Add Gemma2 support (#32)

echarlaix · IlyasMoutawwakil · web-flow · commit 4f78a8395c55 · 2025-09-18T10:00:03.000+02:00
Co-authored-by: Ilyas Moutawwakil &lt;57442720+IlyasMoutawwakil@users.noreply.github.com&gt;
Co-authored-by: IlyasMoutawwakil &lt;moutawwakil.ilyas.tsi@gmail.com&gt;
diff --git a/docs/source/onnx/overview.mdx b/docs/source/onnx/overview.mdx
@@ -52,6 +52,8 @@ Supported architectures from [🤗 Transformers](https://huggingface.co/docs/tra
 - ESM
 - Falcon
 - Flaubert
+- Gemma
+- Gemma 2
 - GLM
 - GPT-2
 - GPT-BigCode
diff --git a/optimum/exporters/onnx/model_configs.py b/optimum/exporters/onnx/model_configs.py
@@ -512,6 +512,16 @@ class GemmaOnnxConfig(LlamaOnnxConfig):
     MIN_TRANSFORMERS_VERSION = version.parse("4.38.0")
 
 
+@register_tasks_manager_onnx("gemma2", *[*COMMON_TEXT_GENERATION_TASKS, "text-classification"])

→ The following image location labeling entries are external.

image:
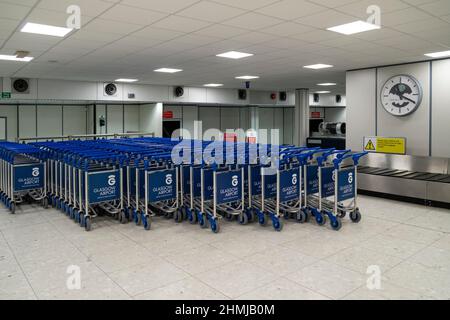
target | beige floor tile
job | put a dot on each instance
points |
(421, 279)
(282, 289)
(155, 273)
(186, 289)
(328, 279)
(359, 259)
(201, 259)
(237, 278)
(16, 287)
(389, 245)
(281, 260)
(387, 292)
(414, 234)
(97, 288)
(434, 258)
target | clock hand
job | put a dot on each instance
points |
(406, 98)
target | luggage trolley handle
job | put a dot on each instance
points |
(355, 157)
(339, 155)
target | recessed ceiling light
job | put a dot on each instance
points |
(318, 66)
(14, 58)
(247, 77)
(440, 54)
(45, 29)
(327, 84)
(234, 55)
(168, 70)
(126, 80)
(213, 85)
(354, 27)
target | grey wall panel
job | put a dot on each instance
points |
(131, 120)
(279, 123)
(190, 115)
(288, 126)
(229, 119)
(10, 113)
(114, 118)
(74, 120)
(49, 121)
(415, 127)
(335, 115)
(441, 109)
(27, 121)
(210, 117)
(361, 107)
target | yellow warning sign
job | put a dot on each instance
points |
(370, 146)
(385, 145)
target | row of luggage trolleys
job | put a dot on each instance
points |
(136, 179)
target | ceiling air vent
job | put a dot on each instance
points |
(20, 86)
(110, 89)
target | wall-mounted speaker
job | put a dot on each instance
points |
(242, 94)
(20, 86)
(110, 89)
(316, 98)
(178, 92)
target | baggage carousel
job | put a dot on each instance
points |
(423, 179)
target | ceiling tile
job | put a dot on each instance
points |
(291, 9)
(286, 29)
(140, 16)
(247, 4)
(180, 24)
(168, 6)
(252, 21)
(437, 8)
(212, 12)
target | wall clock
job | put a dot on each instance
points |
(401, 95)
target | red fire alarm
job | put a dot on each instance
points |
(168, 115)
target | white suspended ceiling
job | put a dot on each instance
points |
(131, 38)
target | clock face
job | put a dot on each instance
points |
(401, 95)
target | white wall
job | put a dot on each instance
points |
(429, 123)
(361, 107)
(440, 111)
(150, 118)
(415, 127)
(114, 119)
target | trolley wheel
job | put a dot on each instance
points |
(122, 217)
(82, 220)
(146, 222)
(178, 216)
(229, 217)
(215, 226)
(202, 221)
(243, 219)
(277, 224)
(87, 223)
(138, 218)
(341, 214)
(45, 203)
(336, 223)
(251, 215)
(12, 208)
(320, 218)
(301, 217)
(262, 219)
(355, 216)
(192, 217)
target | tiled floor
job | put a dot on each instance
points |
(409, 243)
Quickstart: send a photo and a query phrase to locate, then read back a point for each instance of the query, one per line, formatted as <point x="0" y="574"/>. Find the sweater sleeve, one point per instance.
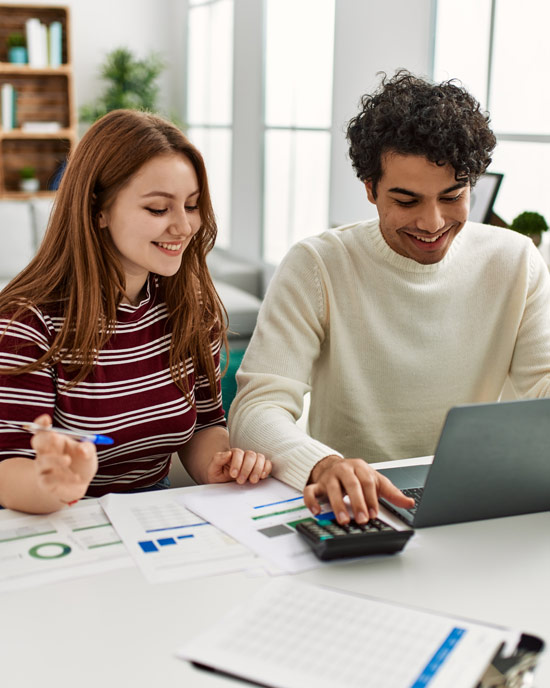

+class Gemma2OnnxConfig(TextDecoderOnnxConfig):
+    NORMALIZED_CONFIG_CLASS = NormalizedTextConfig
+    DUMMY_INPUT_GENERATOR_CLASSES = (DummyTextInputGenerator, GemmaDummyPastKeyValuesGenerator)
+    DUMMY_PKV_GENERATOR_CLASS = GemmaDummyPastKeyValuesGenerator
+    # Gemma 2 was added in transformers v4.42 using HybridCache
+    # (tuple of past_key_values never supported), DynamicCache since v4.53
+    MIN_TRANSFORMERS_VERSION = version.parse("4.53.0")
+
+
 @register_tasks_manager_onnx("gpt_oss", *COMMON_TEXT_GENERATION_TASKS)
 class GPTOssOnnxConfig(GemmaOnnxConfig):
     MIN_TRANSFORMERS_VERSION = version.parse("4.55.0")
diff --git a/optimum/onnxruntime/modeling_decoder.py b/optimum/onnxruntime/modeling_decoder.py
@@ -747,6 +747,7 @@ def _from_pretrained(
 
         # Important: for encoder-decoder models used with CausalLM, we need to set the is_decoder flag to True
         # and the is_encoder_decoder flag to False. This is needed for the model to work correctly with generation logic.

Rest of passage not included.